Rainer ne veut pas quitter sa famille, ne veut pas accomplir cette révolution qu'est la séparation d'un état d'enfance, qu'est le saccage d'un nid endogamique avec toute la violence que cela implique, tout le sang comme dans un accouchement, il veut la régénérer par Sophie. Donc, il invente que son père a une Porsche comme si sa famille était riche, il invente des voyages, pour refouler l'abjection qui marque sa famille, le père unijambiste, qui fait des photos pornos de sa femme et les laisse voir aux enfants, qui bat tout le monde, mais laisse son fils conduire la voiture sans permis. Il s'agit de régénérer la famille, de rétablir un état idyllique d'enfance représenté par la réussite sociale, ceci dans un contexte de refoulement, par l'Autriche, de son passé nazi abject.
Sophie est fantasmée par Rainer comme si elle était sa sœur, dans la familiarité et la connivence adolescente. Or, bien que présente de manière hallucinante parmi eux, elle est d'un autre milieu, elle n'est pas comme une sœur, comme Anna la sœur jumelle. Par contraste, Anna s'autodétruit dans un retrait anorexique.
Sophie est le pousse-au-crime, c'est-à-dire à l'accomplissement violent du renoncement à rester en famille que serait pour Rainer l'accès à la famille riche représentée par Sophie. Rainer doit en faire le deuil, Sophie les laisse tomber. Faire le deuil, c'est aussi le crime de saccager, symboliquement parlant, le nid familial d'abord en l'admettant comme abject, c'est naître une deuxième fois en laissant ce carnage symbolique derrière lui, qui est avant tout le carnage de ce qu'il était, pour renaître adulte. Les parents de Rainer faisaient l'impossible pour que leurs enfants, Rainer et Anna, réussissent socialement, donc études et leçon de piano pour Anna, mais ils ne pouvaient pas les transplanter littéralement dans le nouveau milieu comme si c'était encore en famille, à l'abri, protégé. Impossible de ne pas faire le deuil, de ne pas saccager un état ancien, de ne pas faire saigner comme pour une naissance, confirmée par la sortie de l'adolescence.

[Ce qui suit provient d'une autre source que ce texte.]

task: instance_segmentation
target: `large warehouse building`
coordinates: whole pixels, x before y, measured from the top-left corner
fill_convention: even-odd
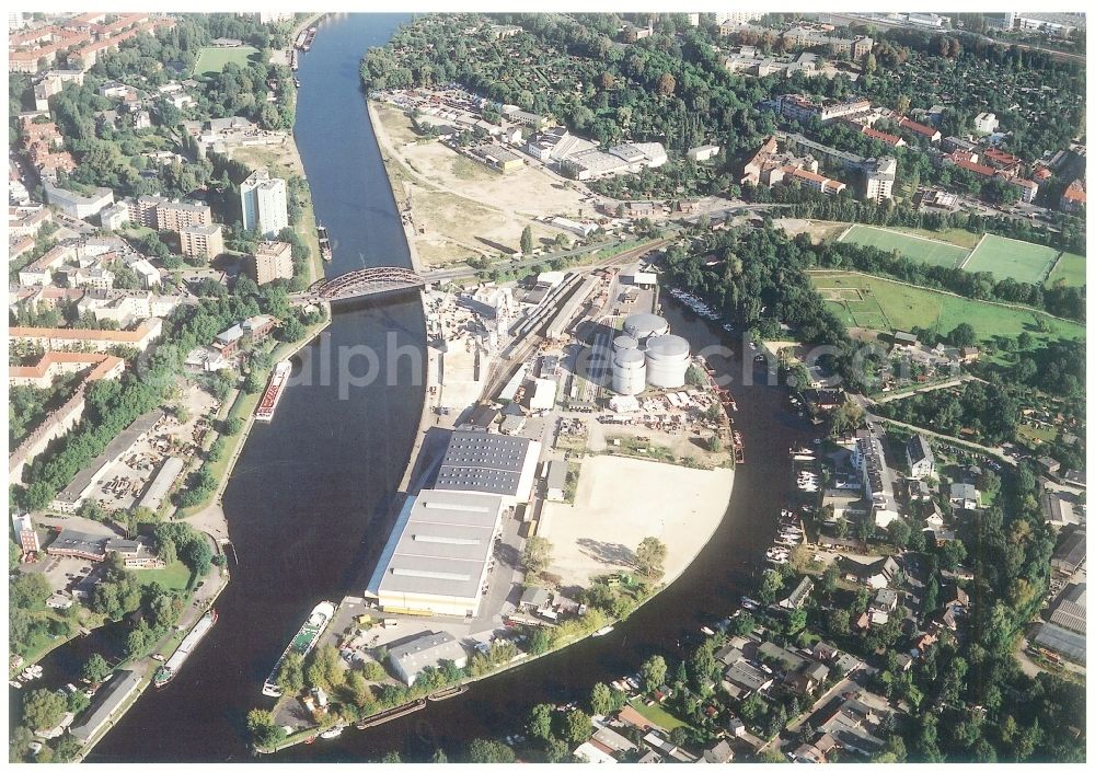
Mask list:
[[[529,500],[540,443],[525,437],[457,430],[441,459],[438,491],[492,493],[511,507]]]
[[[366,588],[383,611],[475,617],[506,508],[495,493],[407,498]]]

Ce crime vient mettre en relief le fait qu'il s'agit de parents, ceux de Rainer et Anna, qui ont imaginé pouvoir fournir au fils et à la fille leur réussite sociale, dans l'économie de la séparation. Alors, Rainer est forcé de s'apercevoir de l'impuissance de ses parents, de leur abjection. Que le nid, ce n'est pas pour la vie. Les parents ont fait un nid familial, ont donné la becquée (études, leçon de piano), mais pas plus, le reste de la vie, la vie adulte, est exogamique, pas même Sophie ne peut éterniser ce nid-là. Alors Rainer accomplit son carnage, il s'attaque aux corps des membres de sa famille parce que ceux-ci n'ont pas non plus su inscrire la coupure exogamique dans leur relation avec leurs enfants. Elle est très significative, la possibilité qu'a Rainer de voir les photos des organes génitaux de sa mère, photos prises par le père. Il y a quelque chose de très incestueux : voici d'où il est sorti, de ce sexe-là bien visible. C'est aussi la sortie dans le sang. Il tue d'une manière sanguinaire parce qu'il n'est pas mis dehors, de cette sorte spéciale de rejet qu'est la naissance.